From: Ram Pai <linuxram@us.ibm.com>
To: linux-kernel@vger.kernel.org, linux-fsdevel@vger.kernel.org
Cc: Alexander Viro <viro@parcelfarce.linux.theplanet.co.uk>,
mike@waychison.com, Miklos Szeredi <miklos@szeredi.hu>,
bfields@fieldses.org, Andrew Morton <akpm@osdl.org>,
penberg@cs.helsinki.fi
Subject: [RFC-2 PATCH 0/8] shared subtree
Date: Sun, 17 Jul 2005 23:53:11 -0700 [thread overview]
Message-ID: <20050718065311.210001000@localhost> (raw)

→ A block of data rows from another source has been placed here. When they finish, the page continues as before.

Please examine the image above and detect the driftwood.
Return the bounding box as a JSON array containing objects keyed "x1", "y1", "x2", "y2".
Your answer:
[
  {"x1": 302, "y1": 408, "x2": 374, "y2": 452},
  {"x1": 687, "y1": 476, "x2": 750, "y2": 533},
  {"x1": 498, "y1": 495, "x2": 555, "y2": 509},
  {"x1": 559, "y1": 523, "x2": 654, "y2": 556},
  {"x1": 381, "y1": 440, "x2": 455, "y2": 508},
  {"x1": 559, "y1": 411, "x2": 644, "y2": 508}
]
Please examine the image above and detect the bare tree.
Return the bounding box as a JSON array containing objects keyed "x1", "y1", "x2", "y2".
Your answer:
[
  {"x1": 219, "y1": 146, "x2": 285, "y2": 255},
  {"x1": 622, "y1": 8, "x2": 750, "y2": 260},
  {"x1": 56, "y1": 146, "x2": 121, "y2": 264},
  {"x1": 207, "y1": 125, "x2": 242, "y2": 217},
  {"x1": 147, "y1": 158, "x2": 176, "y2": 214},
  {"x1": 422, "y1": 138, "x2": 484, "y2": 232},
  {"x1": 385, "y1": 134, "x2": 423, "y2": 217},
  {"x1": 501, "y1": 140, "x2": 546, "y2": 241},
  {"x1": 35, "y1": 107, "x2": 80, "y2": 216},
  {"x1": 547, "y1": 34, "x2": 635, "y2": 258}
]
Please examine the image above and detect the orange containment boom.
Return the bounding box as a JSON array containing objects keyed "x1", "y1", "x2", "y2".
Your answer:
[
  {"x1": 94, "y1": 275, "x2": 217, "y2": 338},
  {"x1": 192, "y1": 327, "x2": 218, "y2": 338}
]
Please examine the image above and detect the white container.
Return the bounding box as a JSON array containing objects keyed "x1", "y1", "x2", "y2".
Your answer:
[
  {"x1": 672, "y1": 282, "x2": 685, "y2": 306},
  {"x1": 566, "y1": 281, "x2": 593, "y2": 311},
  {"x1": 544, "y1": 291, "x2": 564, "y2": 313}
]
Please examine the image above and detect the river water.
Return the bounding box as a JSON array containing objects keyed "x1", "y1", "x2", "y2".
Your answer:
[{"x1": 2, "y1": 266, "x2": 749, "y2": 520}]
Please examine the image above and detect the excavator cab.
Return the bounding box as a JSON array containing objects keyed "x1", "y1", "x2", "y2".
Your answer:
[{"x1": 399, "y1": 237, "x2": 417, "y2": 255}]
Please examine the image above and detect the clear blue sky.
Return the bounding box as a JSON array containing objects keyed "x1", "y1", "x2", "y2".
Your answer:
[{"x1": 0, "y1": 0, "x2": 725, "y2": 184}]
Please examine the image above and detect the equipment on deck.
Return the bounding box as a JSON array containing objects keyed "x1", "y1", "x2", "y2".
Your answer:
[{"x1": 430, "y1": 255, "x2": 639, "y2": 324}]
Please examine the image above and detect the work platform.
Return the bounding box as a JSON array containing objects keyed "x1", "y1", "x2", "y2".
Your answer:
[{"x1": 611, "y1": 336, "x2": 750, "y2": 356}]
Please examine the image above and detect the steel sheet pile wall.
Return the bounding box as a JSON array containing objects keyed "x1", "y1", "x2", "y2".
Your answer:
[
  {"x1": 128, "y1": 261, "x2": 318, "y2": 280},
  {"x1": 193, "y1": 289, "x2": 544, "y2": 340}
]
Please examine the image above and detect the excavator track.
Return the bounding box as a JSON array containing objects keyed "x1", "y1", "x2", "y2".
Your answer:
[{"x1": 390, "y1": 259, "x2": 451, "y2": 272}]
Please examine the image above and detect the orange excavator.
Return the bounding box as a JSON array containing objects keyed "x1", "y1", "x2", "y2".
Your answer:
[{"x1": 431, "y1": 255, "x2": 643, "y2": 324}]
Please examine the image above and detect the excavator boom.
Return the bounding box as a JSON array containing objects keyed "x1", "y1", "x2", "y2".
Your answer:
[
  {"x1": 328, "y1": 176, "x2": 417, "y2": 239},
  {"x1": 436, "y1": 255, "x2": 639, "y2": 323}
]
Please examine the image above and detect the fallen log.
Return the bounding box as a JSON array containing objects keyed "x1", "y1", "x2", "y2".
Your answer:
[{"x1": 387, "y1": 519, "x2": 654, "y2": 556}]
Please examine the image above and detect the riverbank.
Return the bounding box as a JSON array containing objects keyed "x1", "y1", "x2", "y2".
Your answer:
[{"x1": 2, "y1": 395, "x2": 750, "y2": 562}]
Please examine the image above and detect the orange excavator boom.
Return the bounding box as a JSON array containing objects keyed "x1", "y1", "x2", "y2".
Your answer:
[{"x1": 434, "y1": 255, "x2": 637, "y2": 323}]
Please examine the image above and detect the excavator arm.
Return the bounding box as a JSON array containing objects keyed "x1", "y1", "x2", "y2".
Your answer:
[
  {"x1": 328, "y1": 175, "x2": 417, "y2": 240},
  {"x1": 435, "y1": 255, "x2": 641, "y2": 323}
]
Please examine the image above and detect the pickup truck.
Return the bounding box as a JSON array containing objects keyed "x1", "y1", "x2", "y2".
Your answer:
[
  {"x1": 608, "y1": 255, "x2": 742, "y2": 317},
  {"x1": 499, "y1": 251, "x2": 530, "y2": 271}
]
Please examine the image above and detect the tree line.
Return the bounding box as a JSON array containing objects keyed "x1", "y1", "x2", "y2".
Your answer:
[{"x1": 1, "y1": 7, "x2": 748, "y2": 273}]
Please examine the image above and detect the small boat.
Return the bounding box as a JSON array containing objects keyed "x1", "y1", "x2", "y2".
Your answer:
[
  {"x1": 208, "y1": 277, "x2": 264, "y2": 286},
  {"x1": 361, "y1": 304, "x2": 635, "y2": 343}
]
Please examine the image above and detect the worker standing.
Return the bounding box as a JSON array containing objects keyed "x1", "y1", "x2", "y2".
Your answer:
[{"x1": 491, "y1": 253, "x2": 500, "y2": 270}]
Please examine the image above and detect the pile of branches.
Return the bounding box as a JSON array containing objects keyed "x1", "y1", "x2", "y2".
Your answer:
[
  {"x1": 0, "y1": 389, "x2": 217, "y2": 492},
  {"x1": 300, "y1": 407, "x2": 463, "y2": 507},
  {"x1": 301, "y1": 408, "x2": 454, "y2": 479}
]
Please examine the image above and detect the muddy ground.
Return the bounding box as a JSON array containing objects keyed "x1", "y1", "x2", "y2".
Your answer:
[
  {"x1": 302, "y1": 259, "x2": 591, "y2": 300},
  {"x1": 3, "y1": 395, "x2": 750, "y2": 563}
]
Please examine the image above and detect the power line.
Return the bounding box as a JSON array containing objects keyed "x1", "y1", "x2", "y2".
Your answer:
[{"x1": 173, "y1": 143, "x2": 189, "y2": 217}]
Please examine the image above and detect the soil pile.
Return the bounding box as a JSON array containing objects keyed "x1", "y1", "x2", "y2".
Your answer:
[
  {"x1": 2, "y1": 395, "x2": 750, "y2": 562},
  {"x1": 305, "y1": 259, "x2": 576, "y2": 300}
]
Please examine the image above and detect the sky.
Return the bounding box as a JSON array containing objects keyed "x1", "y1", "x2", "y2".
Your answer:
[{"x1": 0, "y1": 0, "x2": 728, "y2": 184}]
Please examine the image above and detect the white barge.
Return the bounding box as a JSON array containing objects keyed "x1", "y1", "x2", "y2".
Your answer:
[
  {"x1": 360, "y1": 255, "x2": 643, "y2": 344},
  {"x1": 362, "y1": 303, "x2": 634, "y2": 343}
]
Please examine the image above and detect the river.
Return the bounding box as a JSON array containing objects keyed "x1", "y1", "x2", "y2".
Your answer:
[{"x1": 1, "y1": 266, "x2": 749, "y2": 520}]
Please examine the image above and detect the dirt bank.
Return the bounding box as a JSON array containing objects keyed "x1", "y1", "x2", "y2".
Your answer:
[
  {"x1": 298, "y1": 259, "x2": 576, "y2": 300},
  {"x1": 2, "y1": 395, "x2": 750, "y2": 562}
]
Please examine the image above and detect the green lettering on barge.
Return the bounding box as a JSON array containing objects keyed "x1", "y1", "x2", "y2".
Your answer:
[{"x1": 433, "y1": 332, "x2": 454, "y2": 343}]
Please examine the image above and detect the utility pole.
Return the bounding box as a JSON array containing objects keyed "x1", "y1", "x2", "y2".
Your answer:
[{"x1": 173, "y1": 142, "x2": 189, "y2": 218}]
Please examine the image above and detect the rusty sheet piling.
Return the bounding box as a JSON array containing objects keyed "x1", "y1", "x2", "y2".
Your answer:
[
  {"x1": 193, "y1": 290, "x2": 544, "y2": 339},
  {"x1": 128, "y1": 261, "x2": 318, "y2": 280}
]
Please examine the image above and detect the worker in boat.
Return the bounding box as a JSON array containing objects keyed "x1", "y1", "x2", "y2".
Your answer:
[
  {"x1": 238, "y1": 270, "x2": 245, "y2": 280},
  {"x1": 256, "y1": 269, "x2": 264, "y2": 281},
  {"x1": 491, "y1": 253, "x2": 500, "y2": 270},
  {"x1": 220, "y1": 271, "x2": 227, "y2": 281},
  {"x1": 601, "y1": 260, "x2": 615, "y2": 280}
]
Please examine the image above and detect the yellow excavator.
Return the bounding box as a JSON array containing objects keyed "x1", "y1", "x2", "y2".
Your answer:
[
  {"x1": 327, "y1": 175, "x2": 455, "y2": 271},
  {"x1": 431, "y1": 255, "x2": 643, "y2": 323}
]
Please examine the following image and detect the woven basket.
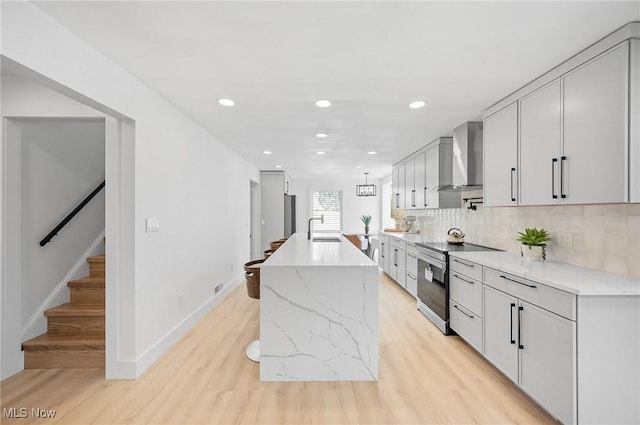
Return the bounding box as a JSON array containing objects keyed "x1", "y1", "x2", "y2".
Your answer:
[{"x1": 244, "y1": 259, "x2": 264, "y2": 299}]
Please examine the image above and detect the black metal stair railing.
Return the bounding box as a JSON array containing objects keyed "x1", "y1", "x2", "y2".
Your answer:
[{"x1": 39, "y1": 180, "x2": 105, "y2": 247}]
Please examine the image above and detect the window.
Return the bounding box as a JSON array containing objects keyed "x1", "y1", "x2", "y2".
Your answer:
[{"x1": 312, "y1": 191, "x2": 342, "y2": 232}]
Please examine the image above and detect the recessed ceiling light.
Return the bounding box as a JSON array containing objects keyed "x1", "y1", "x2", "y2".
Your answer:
[
  {"x1": 315, "y1": 132, "x2": 329, "y2": 138},
  {"x1": 315, "y1": 100, "x2": 332, "y2": 108},
  {"x1": 317, "y1": 151, "x2": 326, "y2": 155},
  {"x1": 263, "y1": 150, "x2": 272, "y2": 155},
  {"x1": 275, "y1": 165, "x2": 282, "y2": 168},
  {"x1": 356, "y1": 165, "x2": 363, "y2": 169},
  {"x1": 368, "y1": 151, "x2": 377, "y2": 155},
  {"x1": 409, "y1": 100, "x2": 426, "y2": 109},
  {"x1": 218, "y1": 98, "x2": 235, "y2": 107}
]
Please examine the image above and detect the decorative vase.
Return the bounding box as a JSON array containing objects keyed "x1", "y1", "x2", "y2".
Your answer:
[
  {"x1": 521, "y1": 244, "x2": 546, "y2": 261},
  {"x1": 364, "y1": 225, "x2": 369, "y2": 234}
]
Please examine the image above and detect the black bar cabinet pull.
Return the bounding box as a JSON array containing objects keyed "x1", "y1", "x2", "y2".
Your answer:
[
  {"x1": 453, "y1": 304, "x2": 474, "y2": 319},
  {"x1": 552, "y1": 158, "x2": 558, "y2": 199},
  {"x1": 453, "y1": 274, "x2": 474, "y2": 285},
  {"x1": 453, "y1": 259, "x2": 474, "y2": 268},
  {"x1": 40, "y1": 180, "x2": 105, "y2": 247},
  {"x1": 518, "y1": 306, "x2": 524, "y2": 349},
  {"x1": 424, "y1": 187, "x2": 428, "y2": 207},
  {"x1": 510, "y1": 168, "x2": 516, "y2": 202},
  {"x1": 500, "y1": 274, "x2": 537, "y2": 288},
  {"x1": 560, "y1": 156, "x2": 567, "y2": 199},
  {"x1": 510, "y1": 303, "x2": 516, "y2": 344}
]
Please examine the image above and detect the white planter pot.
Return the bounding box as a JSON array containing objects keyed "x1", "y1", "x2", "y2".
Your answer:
[{"x1": 521, "y1": 244, "x2": 545, "y2": 261}]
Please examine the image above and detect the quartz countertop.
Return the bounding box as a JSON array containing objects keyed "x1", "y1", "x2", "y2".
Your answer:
[
  {"x1": 263, "y1": 233, "x2": 377, "y2": 267},
  {"x1": 378, "y1": 231, "x2": 427, "y2": 244},
  {"x1": 449, "y1": 251, "x2": 640, "y2": 296}
]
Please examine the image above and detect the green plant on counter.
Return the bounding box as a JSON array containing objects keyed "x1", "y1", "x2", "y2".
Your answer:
[
  {"x1": 361, "y1": 215, "x2": 372, "y2": 234},
  {"x1": 517, "y1": 227, "x2": 551, "y2": 260}
]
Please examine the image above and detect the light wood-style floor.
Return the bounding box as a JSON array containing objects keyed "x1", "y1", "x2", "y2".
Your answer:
[{"x1": 1, "y1": 272, "x2": 556, "y2": 425}]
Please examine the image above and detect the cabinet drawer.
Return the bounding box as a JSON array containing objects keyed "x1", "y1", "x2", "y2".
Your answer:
[
  {"x1": 378, "y1": 233, "x2": 390, "y2": 243},
  {"x1": 450, "y1": 298, "x2": 483, "y2": 353},
  {"x1": 390, "y1": 238, "x2": 406, "y2": 250},
  {"x1": 406, "y1": 271, "x2": 417, "y2": 298},
  {"x1": 483, "y1": 267, "x2": 576, "y2": 321},
  {"x1": 450, "y1": 272, "x2": 482, "y2": 317},
  {"x1": 406, "y1": 242, "x2": 417, "y2": 255},
  {"x1": 450, "y1": 257, "x2": 483, "y2": 282},
  {"x1": 406, "y1": 251, "x2": 418, "y2": 275}
]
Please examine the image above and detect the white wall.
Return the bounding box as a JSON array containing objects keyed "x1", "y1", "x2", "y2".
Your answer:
[
  {"x1": 292, "y1": 177, "x2": 383, "y2": 235},
  {"x1": 1, "y1": 2, "x2": 259, "y2": 378},
  {"x1": 16, "y1": 118, "x2": 105, "y2": 338}
]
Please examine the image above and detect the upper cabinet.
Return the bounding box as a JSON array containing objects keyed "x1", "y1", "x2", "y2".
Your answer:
[
  {"x1": 484, "y1": 102, "x2": 518, "y2": 207},
  {"x1": 393, "y1": 138, "x2": 459, "y2": 210},
  {"x1": 561, "y1": 42, "x2": 628, "y2": 204},
  {"x1": 484, "y1": 23, "x2": 639, "y2": 206},
  {"x1": 519, "y1": 80, "x2": 562, "y2": 205}
]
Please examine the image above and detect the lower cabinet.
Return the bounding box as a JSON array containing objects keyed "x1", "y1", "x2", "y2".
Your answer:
[
  {"x1": 389, "y1": 243, "x2": 406, "y2": 286},
  {"x1": 483, "y1": 283, "x2": 576, "y2": 425},
  {"x1": 449, "y1": 299, "x2": 482, "y2": 352},
  {"x1": 378, "y1": 235, "x2": 390, "y2": 274},
  {"x1": 405, "y1": 271, "x2": 417, "y2": 298}
]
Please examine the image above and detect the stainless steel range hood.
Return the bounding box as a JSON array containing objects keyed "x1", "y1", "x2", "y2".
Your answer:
[{"x1": 439, "y1": 121, "x2": 483, "y2": 191}]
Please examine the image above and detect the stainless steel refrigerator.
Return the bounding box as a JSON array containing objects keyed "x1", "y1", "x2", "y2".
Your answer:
[{"x1": 284, "y1": 194, "x2": 296, "y2": 237}]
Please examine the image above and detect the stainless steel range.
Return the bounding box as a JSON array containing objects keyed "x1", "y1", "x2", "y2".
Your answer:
[{"x1": 416, "y1": 242, "x2": 497, "y2": 334}]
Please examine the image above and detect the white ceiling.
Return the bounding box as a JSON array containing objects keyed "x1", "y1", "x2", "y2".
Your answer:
[{"x1": 32, "y1": 1, "x2": 639, "y2": 179}]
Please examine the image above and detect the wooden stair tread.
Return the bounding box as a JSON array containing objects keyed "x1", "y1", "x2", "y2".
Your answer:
[
  {"x1": 87, "y1": 255, "x2": 105, "y2": 263},
  {"x1": 22, "y1": 333, "x2": 105, "y2": 351},
  {"x1": 68, "y1": 277, "x2": 105, "y2": 288},
  {"x1": 45, "y1": 303, "x2": 104, "y2": 317}
]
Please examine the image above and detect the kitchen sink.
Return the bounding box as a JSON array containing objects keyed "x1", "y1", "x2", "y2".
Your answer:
[{"x1": 312, "y1": 237, "x2": 342, "y2": 243}]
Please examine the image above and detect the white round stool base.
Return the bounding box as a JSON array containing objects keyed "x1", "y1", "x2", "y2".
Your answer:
[{"x1": 245, "y1": 339, "x2": 260, "y2": 362}]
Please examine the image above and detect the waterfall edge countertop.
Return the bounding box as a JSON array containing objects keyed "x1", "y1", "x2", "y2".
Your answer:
[
  {"x1": 264, "y1": 233, "x2": 378, "y2": 267},
  {"x1": 449, "y1": 251, "x2": 640, "y2": 296},
  {"x1": 260, "y1": 232, "x2": 379, "y2": 382}
]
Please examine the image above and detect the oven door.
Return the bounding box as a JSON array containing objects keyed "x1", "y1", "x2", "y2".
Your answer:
[{"x1": 417, "y1": 254, "x2": 449, "y2": 334}]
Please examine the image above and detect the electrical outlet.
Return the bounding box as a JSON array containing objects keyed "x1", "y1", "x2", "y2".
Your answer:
[
  {"x1": 146, "y1": 218, "x2": 160, "y2": 232},
  {"x1": 214, "y1": 283, "x2": 224, "y2": 294},
  {"x1": 556, "y1": 232, "x2": 573, "y2": 248}
]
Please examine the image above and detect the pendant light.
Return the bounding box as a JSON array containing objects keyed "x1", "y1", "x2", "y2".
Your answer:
[{"x1": 356, "y1": 172, "x2": 377, "y2": 197}]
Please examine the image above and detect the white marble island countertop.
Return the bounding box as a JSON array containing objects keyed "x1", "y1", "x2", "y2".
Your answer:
[
  {"x1": 265, "y1": 233, "x2": 377, "y2": 267},
  {"x1": 260, "y1": 233, "x2": 379, "y2": 382},
  {"x1": 449, "y1": 251, "x2": 640, "y2": 296}
]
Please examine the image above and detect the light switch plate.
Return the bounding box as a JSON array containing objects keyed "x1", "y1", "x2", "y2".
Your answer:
[{"x1": 146, "y1": 218, "x2": 160, "y2": 232}]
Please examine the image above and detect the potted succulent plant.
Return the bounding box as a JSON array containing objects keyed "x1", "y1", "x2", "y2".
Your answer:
[
  {"x1": 360, "y1": 215, "x2": 372, "y2": 234},
  {"x1": 517, "y1": 227, "x2": 551, "y2": 261}
]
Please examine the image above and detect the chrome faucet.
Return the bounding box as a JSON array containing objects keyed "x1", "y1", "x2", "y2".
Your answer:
[{"x1": 307, "y1": 215, "x2": 324, "y2": 239}]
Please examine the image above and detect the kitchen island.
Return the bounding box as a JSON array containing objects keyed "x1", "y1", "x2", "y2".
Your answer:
[{"x1": 260, "y1": 233, "x2": 379, "y2": 381}]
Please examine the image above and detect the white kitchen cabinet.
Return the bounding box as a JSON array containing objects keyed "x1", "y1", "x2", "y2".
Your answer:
[
  {"x1": 414, "y1": 152, "x2": 426, "y2": 208},
  {"x1": 391, "y1": 166, "x2": 400, "y2": 209},
  {"x1": 424, "y1": 138, "x2": 458, "y2": 209},
  {"x1": 398, "y1": 163, "x2": 406, "y2": 209},
  {"x1": 519, "y1": 80, "x2": 562, "y2": 205},
  {"x1": 392, "y1": 164, "x2": 406, "y2": 209},
  {"x1": 483, "y1": 102, "x2": 518, "y2": 207},
  {"x1": 405, "y1": 157, "x2": 416, "y2": 208},
  {"x1": 405, "y1": 271, "x2": 417, "y2": 298},
  {"x1": 562, "y1": 41, "x2": 628, "y2": 204},
  {"x1": 483, "y1": 285, "x2": 519, "y2": 383},
  {"x1": 378, "y1": 234, "x2": 390, "y2": 274},
  {"x1": 519, "y1": 300, "x2": 575, "y2": 425},
  {"x1": 483, "y1": 277, "x2": 576, "y2": 425},
  {"x1": 389, "y1": 241, "x2": 406, "y2": 287}
]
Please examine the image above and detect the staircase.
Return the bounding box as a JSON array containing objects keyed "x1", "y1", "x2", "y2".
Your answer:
[{"x1": 22, "y1": 255, "x2": 105, "y2": 369}]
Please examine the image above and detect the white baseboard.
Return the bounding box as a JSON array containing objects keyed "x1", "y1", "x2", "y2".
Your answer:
[
  {"x1": 21, "y1": 230, "x2": 105, "y2": 341},
  {"x1": 131, "y1": 273, "x2": 245, "y2": 378}
]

Enclosed 8 patches that implement shared subtree functionality as
detailed in Al Viro's RFC found at http://lwn.net/Articles/119232/
I have incorporated all the comments received earlier in first round. Thanks
to Miklos and Pekka for the valuable comments. Also I have optimized lots of
code, especially in pnode.c . Code is unit tested. However the code in its
current form does not handle ENOMEM error gracefully. I am working on it.
The incremental patches provide the following functionality:
1) shared_private_slave.patch : Provides the ability to mark a subtree as
shared or private or slave.
2) unclone.patch : provides the ability to mark a subtree as unclonable. NOTE:
this feature is an addition to Al Viro's RFC, to solve the vfsmount explosion.
The problem is detailed here:
http://www.ussg.iu.edu/hypermail/linux/kernel/0502.0/0468.html
3) rbind.patch : this patch adds the ability to propagate binds/rbinds across
vfsmounts.
4) move.patch : this patch provides the ability to move a
shared/private/slave/unclonable subtree to some other mount-point. It also
provides the same feature to pivot_root()
5) umount.patch: this patch provides the ability to propagate unmounts.
6) namespace.patch: this patch provides ability to clone a namespace, with
propagation set to vfsmounts in the new namespace.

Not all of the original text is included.